Old problems in China-Japan relations are intertwined with new ones, and the challenges cannot be ignored if the countries wish to have a “healthy” relationship, China’s top diplomat said on Tuesday. A foreign ministry statement said Yang Jiechi, who spoke with Japanese national security chief Takeo Akiba on the phone, said both nations should “grasp the right direction, uphold win-win cooperation, focus on the long term, enhance security and build mutual trust”. Yang, the director of the Central Foreign Affairs Commission Office for China, said both countries should work together to ensure “stable, healthy and resilient” relations in the next 50 years, and “jointly maintain regional peace and prosperity”. (https://www.usnews.com/news/world/articles/2022-06-07/chinas-top-diplomat-says-new-old-china-japan-problems-intertwined) This year marks the 50th anniversary of diplomatic relations for China and Japan.
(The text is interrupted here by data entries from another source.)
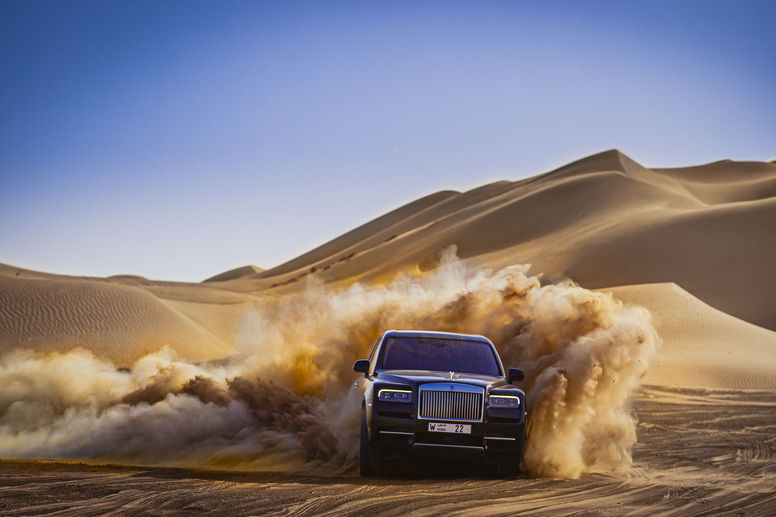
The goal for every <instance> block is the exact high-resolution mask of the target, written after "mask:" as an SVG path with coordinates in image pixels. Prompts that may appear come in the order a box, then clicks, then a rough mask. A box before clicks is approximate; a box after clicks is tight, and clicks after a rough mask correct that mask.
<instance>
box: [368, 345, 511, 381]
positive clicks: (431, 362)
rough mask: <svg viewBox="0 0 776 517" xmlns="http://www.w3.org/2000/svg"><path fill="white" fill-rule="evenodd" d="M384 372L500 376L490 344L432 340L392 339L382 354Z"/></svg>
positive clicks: (383, 369)
mask: <svg viewBox="0 0 776 517" xmlns="http://www.w3.org/2000/svg"><path fill="white" fill-rule="evenodd" d="M380 356H381V360H380V364H379V365H378V368H379V369H382V370H437V371H443V372H447V371H450V372H466V373H479V374H482V375H493V376H500V375H501V371H500V369H499V366H498V362H497V361H496V357H495V355H494V352H493V349H492V348H491V346H490V344H488V343H484V342H482V341H465V340H461V339H445V338H433V337H391V338H388V339H387V340H386V341H385V343H384V344H383V346H382V349H381V351H380Z"/></svg>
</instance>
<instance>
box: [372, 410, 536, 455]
mask: <svg viewBox="0 0 776 517" xmlns="http://www.w3.org/2000/svg"><path fill="white" fill-rule="evenodd" d="M429 422H448V423H452V424H455V423H462V422H455V421H450V420H444V419H439V420H436V419H435V420H426V419H418V418H416V417H415V416H414V415H413V414H412V413H408V414H406V415H399V414H396V413H388V414H385V413H382V414H381V412H380V411H373V412H372V425H371V426H370V427H371V431H372V432H371V442H372V445H373V446H374V447H375V448H377V449H379V450H381V451H383V452H385V453H391V452H394V453H404V452H409V453H413V454H419V455H424V456H433V457H446V458H447V457H450V458H477V457H488V456H491V455H494V456H499V457H503V456H508V457H509V456H514V457H517V456H520V454H521V453H522V449H523V441H524V436H525V434H524V419H523V418H521V419H520V420H508V419H503V418H497V419H493V420H487V416H486V421H484V422H463V423H465V424H466V425H471V434H456V433H439V432H429V430H428V424H429Z"/></svg>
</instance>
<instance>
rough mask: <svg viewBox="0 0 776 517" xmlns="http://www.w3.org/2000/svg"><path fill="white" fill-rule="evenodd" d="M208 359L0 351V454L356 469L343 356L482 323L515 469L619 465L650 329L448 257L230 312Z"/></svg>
mask: <svg viewBox="0 0 776 517" xmlns="http://www.w3.org/2000/svg"><path fill="white" fill-rule="evenodd" d="M239 328H240V331H239V335H238V338H237V340H236V341H237V342H236V343H235V345H236V348H237V350H238V353H237V354H236V355H234V356H233V357H230V358H228V359H224V360H223V361H218V362H213V363H204V364H193V363H190V362H187V361H184V360H182V359H180V358H179V357H176V354H175V353H174V352H173V351H172V350H170V349H169V348H166V347H165V348H162V349H160V350H158V351H156V352H155V353H153V354H150V355H147V356H145V357H143V358H141V359H140V360H138V361H137V362H136V363H135V364H134V365H133V366H132V368H130V369H117V368H116V367H115V366H114V365H113V364H110V363H109V362H106V361H104V360H101V359H99V358H98V357H96V356H95V355H94V354H93V353H92V352H90V351H89V350H86V349H77V350H74V351H71V352H68V353H48V354H45V353H40V352H38V353H36V352H33V351H29V350H23V349H16V350H12V351H9V352H7V353H5V354H4V355H3V356H2V357H0V386H2V390H0V457H6V458H58V459H80V460H93V461H109V462H120V463H130V464H146V465H169V466H194V467H204V468H222V469H223V468H239V469H255V470H276V471H277V470H282V471H287V472H301V471H307V470H315V471H316V473H320V472H326V473H331V474H341V473H349V472H354V471H355V464H356V460H357V457H358V429H359V426H358V421H359V418H360V401H359V393H358V392H356V391H355V390H354V389H353V382H354V380H355V379H356V374H354V373H353V371H352V369H351V368H352V365H353V361H354V360H355V359H359V358H363V357H366V356H367V355H368V353H369V351H370V349H371V346H372V343H373V342H374V341H375V339H376V338H377V337H378V336H379V334H380V333H381V332H383V331H384V330H387V329H392V328H397V329H407V328H412V329H426V330H445V331H452V332H466V333H478V334H484V335H486V336H488V337H490V338H491V339H492V340H493V342H494V343H495V344H496V346H497V347H498V349H499V351H500V353H501V354H502V359H503V361H504V364H505V366H507V367H508V366H513V367H520V368H522V369H523V370H524V371H525V372H526V380H525V381H524V382H523V383H522V387H523V389H525V391H526V393H527V397H528V409H529V412H530V414H529V418H530V427H529V437H528V442H527V445H526V449H525V454H524V464H525V468H526V470H527V472H528V473H529V474H531V475H536V476H552V477H578V476H579V475H581V474H582V473H585V472H599V471H600V472H611V471H617V470H623V469H627V468H628V467H629V466H630V463H631V448H632V446H633V444H634V443H635V440H636V435H635V421H634V416H633V415H632V414H631V412H630V410H629V405H628V401H629V398H630V397H631V395H632V394H633V393H634V390H636V389H637V388H638V386H639V382H640V379H641V378H642V376H643V374H644V373H645V372H646V370H647V366H648V362H649V359H650V357H651V356H652V355H653V353H654V351H655V348H656V347H657V345H658V342H659V338H658V336H657V334H656V332H655V330H654V328H653V326H652V324H651V321H650V315H649V312H648V311H646V310H645V309H643V308H639V307H633V306H624V305H623V304H622V303H620V302H619V301H617V300H615V299H614V298H613V297H612V296H611V295H609V294H605V293H597V292H592V291H589V290H586V289H583V288H581V287H579V286H577V285H575V284H573V283H572V282H570V281H564V282H561V283H558V284H551V285H545V286H542V285H541V284H540V281H539V278H538V277H537V276H531V275H529V274H528V266H525V265H515V266H510V267H507V268H504V269H501V270H499V271H495V272H494V271H490V270H486V269H473V268H469V267H467V266H466V265H465V264H463V263H462V262H460V261H459V260H458V259H456V258H455V256H454V251H451V252H449V253H447V254H446V255H445V256H444V257H443V260H442V261H441V264H440V266H439V267H438V268H437V269H436V270H435V271H434V272H432V273H430V274H428V275H426V276H424V277H421V278H417V277H409V276H400V277H398V278H396V279H395V280H394V281H393V282H392V283H391V284H390V285H387V286H366V285H362V284H356V285H353V286H352V287H350V288H347V289H344V290H339V291H332V290H331V289H330V288H327V287H326V286H323V285H315V284H312V283H311V284H310V285H309V286H308V287H307V288H306V289H305V290H304V291H303V292H301V293H300V294H298V295H294V296H291V297H287V298H284V299H282V300H280V301H277V302H275V303H273V304H270V305H267V306H265V307H264V308H263V309H261V310H258V311H254V312H248V313H245V314H244V315H243V317H242V320H241V321H240V324H239Z"/></svg>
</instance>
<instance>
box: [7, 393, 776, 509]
mask: <svg viewBox="0 0 776 517" xmlns="http://www.w3.org/2000/svg"><path fill="white" fill-rule="evenodd" d="M636 409H637V412H638V414H639V418H640V424H639V426H638V433H639V443H638V445H637V446H636V450H635V455H634V462H635V466H634V468H633V469H632V472H631V473H630V474H629V475H628V476H607V475H593V474H588V475H584V476H582V477H581V478H580V479H577V480H553V479H528V478H516V479H511V480H499V479H493V478H490V477H488V476H487V474H486V473H485V474H482V473H480V474H478V475H477V476H475V477H472V476H471V475H467V473H466V472H461V470H460V469H458V471H453V472H452V473H450V472H449V471H445V472H446V475H445V476H444V477H441V476H440V472H439V471H440V467H439V466H437V467H436V468H429V467H427V472H426V473H425V474H424V476H423V477H416V478H413V476H410V479H406V478H404V477H403V476H404V475H406V474H407V472H401V473H397V475H399V474H401V475H400V476H399V477H393V478H388V479H380V480H371V479H361V478H358V477H355V476H347V477H338V478H317V477H314V476H292V475H286V474H251V473H229V472H226V473H222V472H203V471H197V470H186V469H158V468H142V467H118V466H100V465H84V464H73V463H47V462H21V461H4V462H0V513H3V514H4V515H36V514H48V513H57V515H102V514H105V513H111V512H115V513H121V514H125V515H132V514H141V513H143V514H157V515H159V514H170V513H173V514H176V513H186V514H196V513H201V512H218V513H219V514H221V515H246V514H260V515H292V514H293V515H364V514H369V515H452V516H454V515H462V516H463V515H515V514H520V515H557V514H571V513H577V512H583V513H585V514H594V515H624V514H629V515H682V516H685V515H687V516H691V515H704V514H712V515H720V514H745V515H773V514H774V513H775V512H776V494H775V493H774V490H773V487H774V486H776V462H774V461H773V457H774V454H776V438H774V436H776V394H774V393H771V392H757V391H751V392H744V391H714V392H707V391H702V390H669V389H663V388H656V387H648V388H646V389H644V390H643V391H642V393H641V395H640V396H639V397H638V399H637V401H636ZM415 476H418V472H417V471H415Z"/></svg>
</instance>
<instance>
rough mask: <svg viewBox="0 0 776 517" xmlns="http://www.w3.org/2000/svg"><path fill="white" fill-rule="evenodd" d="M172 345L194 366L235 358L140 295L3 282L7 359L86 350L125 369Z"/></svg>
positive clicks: (34, 283)
mask: <svg viewBox="0 0 776 517" xmlns="http://www.w3.org/2000/svg"><path fill="white" fill-rule="evenodd" d="M165 345H168V346H170V347H172V348H173V349H175V350H176V351H178V352H179V353H180V354H181V355H182V356H183V357H185V358H187V359H189V360H192V361H203V360H208V359H213V358H218V357H223V356H225V355H228V354H229V353H231V351H232V347H231V346H230V345H228V344H226V343H225V342H223V341H222V340H221V339H219V338H218V337H216V336H215V335H213V334H211V333H210V332H208V331H207V330H205V328H203V327H201V326H199V325H197V324H196V323H194V322H193V321H192V320H191V319H190V318H189V317H187V316H186V315H184V314H182V313H181V312H180V311H178V310H176V308H175V307H174V306H171V305H170V304H167V303H165V302H164V301H162V300H160V299H159V298H157V297H155V296H153V295H152V294H150V293H148V292H146V291H144V290H142V289H138V288H136V287H131V286H126V285H116V284H112V283H108V282H100V281H95V280H88V279H73V278H61V279H51V278H46V279H40V278H32V279H31V278H16V277H14V276H8V275H4V274H0V351H5V350H8V349H10V348H14V347H20V346H22V347H24V348H29V349H33V350H41V351H47V352H49V351H64V350H69V349H72V348H76V347H83V348H87V349H89V350H92V351H93V352H94V353H95V354H96V355H97V356H99V357H101V358H105V359H108V360H110V361H112V362H114V363H116V364H117V365H119V366H123V365H128V364H131V363H132V362H133V361H135V360H136V359H138V358H139V357H142V356H143V355H146V354H148V353H151V352H154V351H157V350H159V349H160V348H161V347H163V346H165Z"/></svg>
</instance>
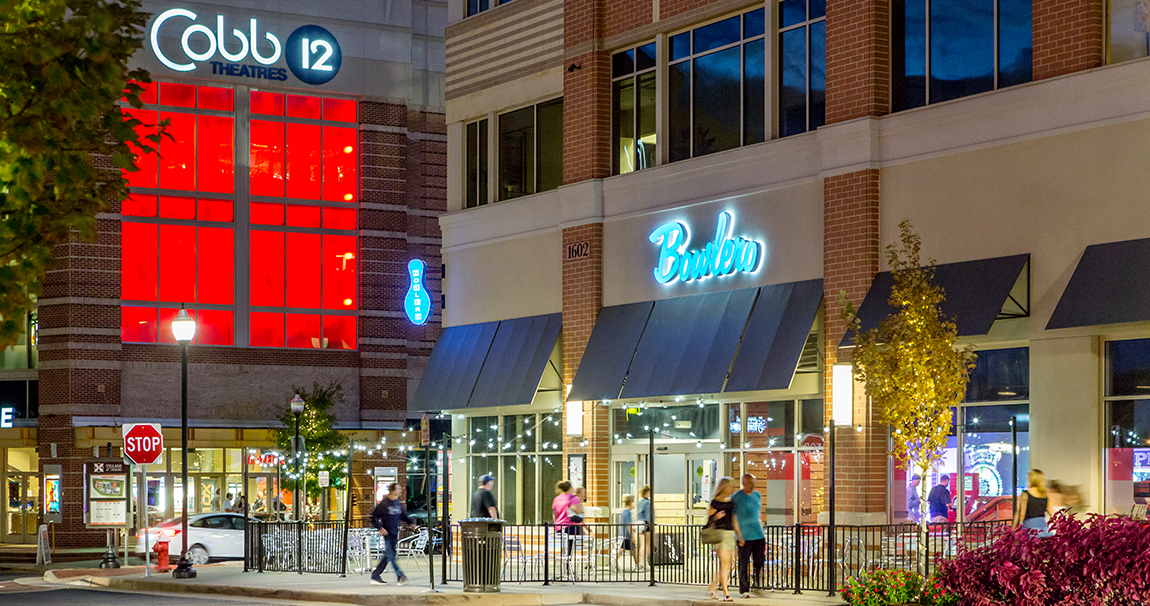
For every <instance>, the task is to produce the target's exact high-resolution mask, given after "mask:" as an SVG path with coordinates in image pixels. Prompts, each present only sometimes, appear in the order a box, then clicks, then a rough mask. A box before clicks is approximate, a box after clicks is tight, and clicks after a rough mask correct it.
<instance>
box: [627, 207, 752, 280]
mask: <svg viewBox="0 0 1150 606" xmlns="http://www.w3.org/2000/svg"><path fill="white" fill-rule="evenodd" d="M734 223H735V220H734V217H733V216H731V214H730V213H726V212H723V213H719V225H718V227H716V228H715V239H714V241H708V243H707V245H706V246H705V247H703V248H699V250H697V251H688V250H687V245H688V243H689V241H690V239H691V235H690V231H688V229H687V225H684V224H682V223H677V222H672V223H664V224H662V225H659V227H658V228H656V230H654V231H652V232H651V236H650V238H649V239H650V240H651V243H652V244H654V245H657V246H659V263H658V264H656V267H654V279H656V282H658V283H659V284H668V283H670V282H672V281H674V279H675V278H679V279H681V281H683V282H690V281H692V279H703V278H706V277H710V276H727V275H730V274H735V273H739V271H745V273H751V271H754V270H756V269H758V268H759V260H760V258H761V256H762V245H761V244H759V243H757V241H754V240H749V239H746V238H743V237H738V238H733V237H731V235H730V232H731V229H733V227H734Z"/></svg>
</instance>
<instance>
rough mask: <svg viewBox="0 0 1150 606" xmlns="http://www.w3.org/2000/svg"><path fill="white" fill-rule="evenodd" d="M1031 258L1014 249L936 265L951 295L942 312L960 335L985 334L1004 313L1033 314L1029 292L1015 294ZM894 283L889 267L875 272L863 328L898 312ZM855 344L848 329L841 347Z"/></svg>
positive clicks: (866, 300) (949, 294)
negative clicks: (894, 300)
mask: <svg viewBox="0 0 1150 606" xmlns="http://www.w3.org/2000/svg"><path fill="white" fill-rule="evenodd" d="M1029 260H1030V255H1029V254H1015V255H1011V256H997V258H994V259H980V260H978V261H963V262H960V263H943V264H938V266H935V284H937V285H938V286H941V287H942V290H943V293H944V294H945V297H946V300H944V301H943V302H942V313H943V314H944V315H945V316H946V317H950V319H953V320H955V324H956V327H957V328H958V336H959V337H969V336H975V335H986V333H988V332H990V327H991V325H992V324H994V323H995V320H998V319H1001V317H1025V316H1027V315H1029V293H1028V292H1024V293H1022V294H1021V296H1020V297H1013V296H1012V294H1011V291H1012V290H1013V289H1014V284H1015V283H1018V282H1019V276H1021V274H1022V269H1025V268H1026V267H1027V262H1028V261H1029ZM1027 282H1028V281H1027ZM894 285H895V277H894V275H892V274H891V273H890V271H883V273H881V274H879V275H877V276H875V277H874V282H872V283H871V290H868V291H867V293H866V298H865V299H863V305H860V306H859V312H858V316H859V322H860V323H861V325H860V328H861V330H871V329H874V328H877V327H879V324H880V323H882V321H883V320H886V319H887V317H889V316H890V315H891V314H892V313H894V312H895V309H894V308H892V307H891V306H890V302H889V299H890V290H891V287H892V286H894ZM1027 289H1028V284H1027ZM1024 290H1026V289H1024ZM1004 308H1006V310H1004ZM853 345H854V331H846V335H845V336H844V337H843V340H842V343H841V344H840V347H852V346H853Z"/></svg>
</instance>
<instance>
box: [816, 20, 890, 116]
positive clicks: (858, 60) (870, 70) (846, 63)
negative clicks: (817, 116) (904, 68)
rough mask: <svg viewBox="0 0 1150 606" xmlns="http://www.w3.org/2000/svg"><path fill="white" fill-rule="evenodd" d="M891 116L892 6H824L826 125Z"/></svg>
mask: <svg viewBox="0 0 1150 606" xmlns="http://www.w3.org/2000/svg"><path fill="white" fill-rule="evenodd" d="M889 112H890V1H889V0H851V1H842V2H827V124H834V123H835V122H843V121H845V120H853V118H857V117H863V116H881V115H883V114H888V113H889Z"/></svg>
Newsline: Summit of the Americas deals diplomatic blow as Mexico’s president declines to attend

As the high-profile Summit of the Americas got underway Monday in Los Angeles, with presidents and prime ministers from throughout the Western Hemisphere expected to attend, confusion continued to surround the agenda, what President Biden hopes to achieve and whether U.S.-Latin American relations will be better or worse as a result. After weeks of coy, maybe-maybe-not flirtation with attending the conference, Mexican President Andrés Manuel López Obrador, arguably the most important Latin American leader on the guest list, finally announced Monday morning that he was staying home. López Obrador was protesting the Biden administration’s decision to exclude Cuba, Nicaragua and Venezuela, and others followed suit: Honduras, the administration’s closest ally in Central America, sent a lower-level delegation, Uruguay’s president said he had contracted COVID-19, and Bolivia also declined to attend. (https://news.yahoo.com/summit-americas-hobbles-opening-mexicos-021247907.html) Even veteran Latin American specialists who have attended several of the regional conferences over the past three decades were exasperated, noting that the Biden administration only belatedly turned to the summit and potential agenda, along with its opportunity for progress and brighter relations in the hemisphere. Some suggested the summit was so behind the ball in planning that it would have been better to cancel than to conduct the conference in a half-baked way.